9. En quatrième et dernier lieu, pour le surplus, M. B... se borne à reprendre devant le juge d'appel les mêmes moyens que ceux invoqués en première instance sans plus de précisions ou de justifications et sans les assortir d'éléments nouveaux. Il y a lieu d'écarter, par adoption des motifs retenus par le premier juge, ces moyens tirés, d'une part, de ce que l'arrêté du 29 mars 2021 décidant son transfert aux autorités italiennes est suffisamment motivé et n'est pas entaché d'un défaut d'examen de sa situation personnelle, et d'autre part, ne méconnaît pas les dispositions de l'article 5 du règlement n° 604/2013 du Parlement européen et du Conseil du 26 juin 2013.
10. Il résulte de tout ce qui précède que M. B... n'est pas fondé à soutenir que c'est à tort que, par le jugement attaqué, le magistrat désigné du tribunal administratif de Nantes a rejeté sa demande tendant à l'annulation de l'arrêté du 29 mars 2021 décidant son transfert aux autorités italiennes.
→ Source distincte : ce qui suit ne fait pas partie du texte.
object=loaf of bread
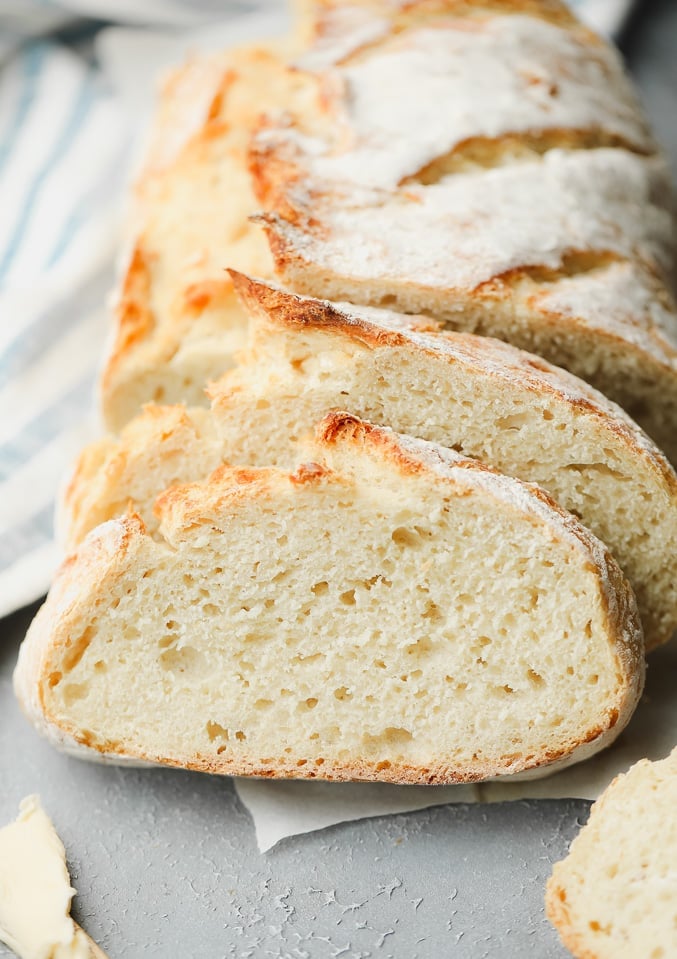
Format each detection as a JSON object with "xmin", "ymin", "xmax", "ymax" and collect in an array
[
  {"xmin": 546, "ymin": 749, "xmax": 677, "ymax": 959},
  {"xmin": 15, "ymin": 413, "xmax": 643, "ymax": 783},
  {"xmin": 101, "ymin": 41, "xmax": 308, "ymax": 430},
  {"xmin": 252, "ymin": 0, "xmax": 677, "ymax": 463},
  {"xmin": 62, "ymin": 274, "xmax": 677, "ymax": 648}
]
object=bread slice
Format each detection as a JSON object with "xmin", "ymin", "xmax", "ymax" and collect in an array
[
  {"xmin": 15, "ymin": 413, "xmax": 643, "ymax": 783},
  {"xmin": 101, "ymin": 40, "xmax": 312, "ymax": 430},
  {"xmin": 545, "ymin": 749, "xmax": 677, "ymax": 959},
  {"xmin": 62, "ymin": 274, "xmax": 677, "ymax": 648},
  {"xmin": 252, "ymin": 0, "xmax": 677, "ymax": 463}
]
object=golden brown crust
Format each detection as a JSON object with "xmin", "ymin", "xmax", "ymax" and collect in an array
[{"xmin": 230, "ymin": 270, "xmax": 677, "ymax": 500}]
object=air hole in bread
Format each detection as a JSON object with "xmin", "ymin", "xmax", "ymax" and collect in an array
[
  {"xmin": 63, "ymin": 626, "xmax": 96, "ymax": 673},
  {"xmin": 62, "ymin": 683, "xmax": 89, "ymax": 706},
  {"xmin": 205, "ymin": 719, "xmax": 230, "ymax": 743},
  {"xmin": 391, "ymin": 526, "xmax": 422, "ymax": 549},
  {"xmin": 160, "ymin": 646, "xmax": 204, "ymax": 673},
  {"xmin": 527, "ymin": 669, "xmax": 545, "ymax": 686}
]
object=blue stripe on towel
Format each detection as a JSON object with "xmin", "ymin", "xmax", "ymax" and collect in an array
[
  {"xmin": 0, "ymin": 62, "xmax": 97, "ymax": 282},
  {"xmin": 0, "ymin": 503, "xmax": 54, "ymax": 572},
  {"xmin": 0, "ymin": 43, "xmax": 49, "ymax": 172},
  {"xmin": 0, "ymin": 264, "xmax": 110, "ymax": 389},
  {"xmin": 0, "ymin": 370, "xmax": 96, "ymax": 480}
]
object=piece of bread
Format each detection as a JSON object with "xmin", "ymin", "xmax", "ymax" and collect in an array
[
  {"xmin": 15, "ymin": 413, "xmax": 643, "ymax": 783},
  {"xmin": 252, "ymin": 0, "xmax": 677, "ymax": 463},
  {"xmin": 101, "ymin": 40, "xmax": 312, "ymax": 430},
  {"xmin": 61, "ymin": 274, "xmax": 677, "ymax": 649},
  {"xmin": 545, "ymin": 749, "xmax": 677, "ymax": 959}
]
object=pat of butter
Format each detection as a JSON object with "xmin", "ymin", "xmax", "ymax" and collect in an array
[{"xmin": 0, "ymin": 796, "xmax": 91, "ymax": 959}]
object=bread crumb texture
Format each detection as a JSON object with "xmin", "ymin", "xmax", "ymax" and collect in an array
[
  {"xmin": 546, "ymin": 749, "xmax": 677, "ymax": 959},
  {"xmin": 15, "ymin": 414, "xmax": 643, "ymax": 783},
  {"xmin": 65, "ymin": 274, "xmax": 677, "ymax": 649}
]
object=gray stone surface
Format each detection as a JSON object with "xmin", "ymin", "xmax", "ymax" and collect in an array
[{"xmin": 0, "ymin": 0, "xmax": 677, "ymax": 959}]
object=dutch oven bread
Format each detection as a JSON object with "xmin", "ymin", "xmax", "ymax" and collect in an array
[
  {"xmin": 62, "ymin": 274, "xmax": 677, "ymax": 648},
  {"xmin": 101, "ymin": 41, "xmax": 312, "ymax": 430},
  {"xmin": 546, "ymin": 749, "xmax": 677, "ymax": 959},
  {"xmin": 15, "ymin": 413, "xmax": 643, "ymax": 783},
  {"xmin": 251, "ymin": 0, "xmax": 677, "ymax": 462}
]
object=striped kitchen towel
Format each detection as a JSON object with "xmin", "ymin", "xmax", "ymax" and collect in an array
[{"xmin": 0, "ymin": 0, "xmax": 631, "ymax": 616}]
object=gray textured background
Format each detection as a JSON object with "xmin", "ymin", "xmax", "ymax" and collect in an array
[{"xmin": 0, "ymin": 0, "xmax": 677, "ymax": 959}]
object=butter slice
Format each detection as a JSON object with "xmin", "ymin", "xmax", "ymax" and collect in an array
[{"xmin": 0, "ymin": 796, "xmax": 91, "ymax": 959}]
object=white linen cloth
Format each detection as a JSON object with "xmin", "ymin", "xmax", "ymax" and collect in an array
[{"xmin": 0, "ymin": 0, "xmax": 656, "ymax": 849}]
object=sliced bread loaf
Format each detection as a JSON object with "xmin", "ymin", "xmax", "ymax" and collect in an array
[
  {"xmin": 101, "ymin": 41, "xmax": 312, "ymax": 430},
  {"xmin": 252, "ymin": 0, "xmax": 677, "ymax": 462},
  {"xmin": 62, "ymin": 274, "xmax": 677, "ymax": 648},
  {"xmin": 545, "ymin": 749, "xmax": 677, "ymax": 959},
  {"xmin": 15, "ymin": 414, "xmax": 643, "ymax": 783}
]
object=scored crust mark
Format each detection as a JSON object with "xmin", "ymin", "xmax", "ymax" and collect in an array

Par voie de conséquence doivent être rejetées les conclusions du requérant aux fins d'injonction ainsi que celles tendant au bénéfice des dispositions des articles 37 de la loi du 10 juillet 1991 et L. 761-1 du code de justice administrative.
DECIDE :
Article 1er : La requête de M. B... est rejetée.
Article 2 : Le présent arrêt sera notifié à M. A... B... et au ministre de l'intérieur.
Une copie en sera adressée pour information au préfet de Maine-et-Loire.
Délibéré après l'audience du 19 novembre 2021, à laquelle siégeaient :
- M. Gaspon, président de chambre,
- M. Coiffet, président-assesseur,
- Mme Gélard, première conseillère.
Rendu public par mise à disposition au greffe, le 7 décembre 2021.
Le rapporteur, Le président,
O. COIFFET O. GASPON
La greffière,
P. CHAVEROUX
La République mande et ordonne au ministre de l'intérieur en ce qui le concerne, et à tous huissiers de justice à ce requis en ce qui concerne les voies de droit commun contre les parties privées, de pourvoir à l'exécution de la présente décision.